Working this problem, I found that $$\sigma_n=(1)^n\frac{\pi}{2} \big( j_{0,n+1} \,\pmb{H}_0\left(j_{0,n+1}\right)\, J_1\left(j_{0,n+1}\right)- j_{0,n}\, \pmb{H}_0\left(j_{0,n}\right)\, J_1\left(j_{0,n}\right)\big)$$ The OP already found $$\sigma_n=\frac{2\sqrt2}{\pi\sqrt n}\left(1-\frac1{8n}+O\left(\frac1{n^2}\right)\right)$$ but wondered about the next terms.

Very tedious regression works made me thinking that the expansion could be something like $$\sigma_n=\frac{2\sqrt2}{\pi\sqrt n}\left(1+\sum_{k=1}^p\frac{a_k}{(8n)^k}+O\left(\frac1{n^{p+1}}\right)\right)$$ and, in my answer, I proposed the values of the first coefficients.
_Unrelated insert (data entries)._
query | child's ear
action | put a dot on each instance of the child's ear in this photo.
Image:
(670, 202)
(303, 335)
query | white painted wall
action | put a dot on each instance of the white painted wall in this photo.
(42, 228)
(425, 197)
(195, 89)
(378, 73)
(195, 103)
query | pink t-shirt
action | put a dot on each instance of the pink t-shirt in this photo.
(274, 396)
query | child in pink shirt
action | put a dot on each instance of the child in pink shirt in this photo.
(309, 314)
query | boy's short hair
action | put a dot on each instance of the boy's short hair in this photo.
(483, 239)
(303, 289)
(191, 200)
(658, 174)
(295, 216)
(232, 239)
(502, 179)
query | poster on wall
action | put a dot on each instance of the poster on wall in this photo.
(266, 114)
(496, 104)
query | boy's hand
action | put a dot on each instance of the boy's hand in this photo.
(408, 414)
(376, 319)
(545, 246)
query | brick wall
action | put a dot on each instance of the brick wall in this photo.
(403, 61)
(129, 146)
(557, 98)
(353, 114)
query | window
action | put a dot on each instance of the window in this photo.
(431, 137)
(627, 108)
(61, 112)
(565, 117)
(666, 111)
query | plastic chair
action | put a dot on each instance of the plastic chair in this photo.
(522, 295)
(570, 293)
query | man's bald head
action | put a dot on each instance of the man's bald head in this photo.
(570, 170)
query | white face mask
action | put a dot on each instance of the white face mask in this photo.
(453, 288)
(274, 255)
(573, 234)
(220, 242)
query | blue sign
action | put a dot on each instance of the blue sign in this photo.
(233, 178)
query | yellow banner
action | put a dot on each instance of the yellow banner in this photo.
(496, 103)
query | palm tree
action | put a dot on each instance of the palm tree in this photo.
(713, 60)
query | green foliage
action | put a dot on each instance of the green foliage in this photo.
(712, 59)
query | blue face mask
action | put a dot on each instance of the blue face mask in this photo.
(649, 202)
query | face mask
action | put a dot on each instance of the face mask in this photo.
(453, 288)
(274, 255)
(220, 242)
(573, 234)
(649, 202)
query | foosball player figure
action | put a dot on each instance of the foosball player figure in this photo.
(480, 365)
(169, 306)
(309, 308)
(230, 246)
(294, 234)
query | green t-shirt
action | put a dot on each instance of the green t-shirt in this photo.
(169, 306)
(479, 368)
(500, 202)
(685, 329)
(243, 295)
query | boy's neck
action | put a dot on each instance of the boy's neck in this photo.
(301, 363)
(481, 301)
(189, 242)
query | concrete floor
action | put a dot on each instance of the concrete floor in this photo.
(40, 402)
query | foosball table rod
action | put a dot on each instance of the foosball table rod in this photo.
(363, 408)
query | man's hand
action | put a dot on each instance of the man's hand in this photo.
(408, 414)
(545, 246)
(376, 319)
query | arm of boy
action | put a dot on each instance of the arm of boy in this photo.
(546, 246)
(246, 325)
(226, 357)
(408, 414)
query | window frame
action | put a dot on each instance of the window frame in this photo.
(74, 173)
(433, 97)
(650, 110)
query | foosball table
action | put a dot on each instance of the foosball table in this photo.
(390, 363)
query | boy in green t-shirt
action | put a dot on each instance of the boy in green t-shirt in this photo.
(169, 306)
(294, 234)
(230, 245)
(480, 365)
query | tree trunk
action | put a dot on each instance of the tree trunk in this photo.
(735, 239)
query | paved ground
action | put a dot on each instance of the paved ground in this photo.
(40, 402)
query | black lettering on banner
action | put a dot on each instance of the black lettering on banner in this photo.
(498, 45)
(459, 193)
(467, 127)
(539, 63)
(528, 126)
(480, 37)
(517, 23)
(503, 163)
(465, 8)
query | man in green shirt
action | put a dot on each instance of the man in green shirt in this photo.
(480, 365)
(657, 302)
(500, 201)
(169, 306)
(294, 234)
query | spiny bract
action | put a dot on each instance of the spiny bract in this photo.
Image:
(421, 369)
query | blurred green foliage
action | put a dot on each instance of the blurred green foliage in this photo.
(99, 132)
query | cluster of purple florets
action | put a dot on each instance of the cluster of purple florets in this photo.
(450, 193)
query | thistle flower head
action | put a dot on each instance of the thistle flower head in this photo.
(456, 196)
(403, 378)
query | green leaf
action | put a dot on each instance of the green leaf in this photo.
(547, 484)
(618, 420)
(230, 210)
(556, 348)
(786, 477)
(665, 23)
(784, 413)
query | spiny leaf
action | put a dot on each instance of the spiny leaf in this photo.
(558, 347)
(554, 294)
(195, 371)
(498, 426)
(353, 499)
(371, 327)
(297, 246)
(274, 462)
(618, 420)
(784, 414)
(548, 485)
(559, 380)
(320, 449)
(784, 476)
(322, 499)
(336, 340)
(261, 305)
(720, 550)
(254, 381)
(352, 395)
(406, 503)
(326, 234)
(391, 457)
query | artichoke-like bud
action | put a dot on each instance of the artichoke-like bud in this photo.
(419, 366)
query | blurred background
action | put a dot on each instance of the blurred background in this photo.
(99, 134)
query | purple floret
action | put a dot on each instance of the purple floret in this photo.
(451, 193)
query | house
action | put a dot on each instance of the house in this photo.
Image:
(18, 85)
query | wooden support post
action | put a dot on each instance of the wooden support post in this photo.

But I must confess that I am not totally sure about the third and fourth I suggested.

My question

Is it possible with Mathematica to generate the $a_k$ coefficients (without using stupid regressions as I did with my own tools) the coefficients ?

If this is feasible, I would enjoy learning about the process and, hopefully, get as many of the $a_k$ as possible.

In advance, thanks for your help.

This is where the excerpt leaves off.